Preocupada com alunos isolados em casa e sem acesso à internet, estudante arrecadou 500 livros e apostilas para doação. Ela é a convidada do 'Diário da quarentena' de hoje


postado em 23/04/2020 04:00


Diário da quarentena  
Anna Luiza Soares Guimarães
estudante


De repente, a quarentena chegou e me pegou de surpresa. Eu, que estudo para o Exame Nacional do Ensino Médio (Enem) há quatro anos e tenho apenas essa prova como porta de entrada para as universidades que almejo, senti medo. Um medo enorme do que aconteceria com a prova neste ano. Vão mudar a data? Como vou estudar tudo em casa? Quem vai sanar minhas dúvidas? Quem vai corrigir as minhas redações semanais? Será que terei de fazer outro ano de cursinho? Enfim, esse é o meu caso e o de muitos outros estudantes que tiveram as aulas suspensas.
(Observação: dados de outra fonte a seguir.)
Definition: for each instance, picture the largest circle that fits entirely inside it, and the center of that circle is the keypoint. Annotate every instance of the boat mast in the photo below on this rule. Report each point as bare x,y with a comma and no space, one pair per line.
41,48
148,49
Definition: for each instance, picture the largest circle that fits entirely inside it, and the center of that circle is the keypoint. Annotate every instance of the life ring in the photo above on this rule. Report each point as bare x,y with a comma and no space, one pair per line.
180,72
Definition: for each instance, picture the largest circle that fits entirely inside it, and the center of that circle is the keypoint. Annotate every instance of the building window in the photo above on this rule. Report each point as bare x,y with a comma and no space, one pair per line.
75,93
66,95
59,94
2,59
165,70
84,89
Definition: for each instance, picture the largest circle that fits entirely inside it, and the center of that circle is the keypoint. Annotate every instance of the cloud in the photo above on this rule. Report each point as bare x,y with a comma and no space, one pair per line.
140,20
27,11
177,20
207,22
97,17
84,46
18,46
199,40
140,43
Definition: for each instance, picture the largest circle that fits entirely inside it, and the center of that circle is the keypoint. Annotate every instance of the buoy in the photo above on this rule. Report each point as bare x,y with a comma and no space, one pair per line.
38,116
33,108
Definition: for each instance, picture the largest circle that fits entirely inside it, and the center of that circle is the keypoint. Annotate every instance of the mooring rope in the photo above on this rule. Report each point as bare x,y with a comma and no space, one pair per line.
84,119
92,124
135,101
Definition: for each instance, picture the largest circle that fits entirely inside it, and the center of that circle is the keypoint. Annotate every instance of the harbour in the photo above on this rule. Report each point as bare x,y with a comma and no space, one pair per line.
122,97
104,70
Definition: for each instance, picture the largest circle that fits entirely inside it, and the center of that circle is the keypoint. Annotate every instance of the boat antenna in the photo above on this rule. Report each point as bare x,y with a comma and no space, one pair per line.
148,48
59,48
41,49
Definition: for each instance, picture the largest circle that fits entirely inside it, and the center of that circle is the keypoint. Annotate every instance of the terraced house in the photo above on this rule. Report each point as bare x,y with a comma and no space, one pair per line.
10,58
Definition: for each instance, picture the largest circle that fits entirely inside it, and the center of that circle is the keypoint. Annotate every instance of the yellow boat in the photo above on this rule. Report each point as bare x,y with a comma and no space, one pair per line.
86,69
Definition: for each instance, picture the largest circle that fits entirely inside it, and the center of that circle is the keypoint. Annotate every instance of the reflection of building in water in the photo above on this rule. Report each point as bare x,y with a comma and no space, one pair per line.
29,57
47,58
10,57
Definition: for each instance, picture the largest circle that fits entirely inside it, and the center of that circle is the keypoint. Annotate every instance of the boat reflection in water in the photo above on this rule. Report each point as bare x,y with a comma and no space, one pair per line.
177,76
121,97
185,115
Então, comecei a estudar reclusa em casa e vi um cenário que me surpreendeu bastante: a tecnologia e a internet. Elas vêm sendo as aliadas mais fortes neste momento. Tenho um bom computador, um bom celular e boa internet. Meus professores conseguiram manter as aulas on-line. Assisto às aulas por aplicativos e plataformas digitais. Além disso, os professores mantêm contato direto comigo e com a minha turma por meio de grupos no WhatsApp. Depois disso, vi que não ficaria desamparada até a quarentena acabar. Bola pra frente!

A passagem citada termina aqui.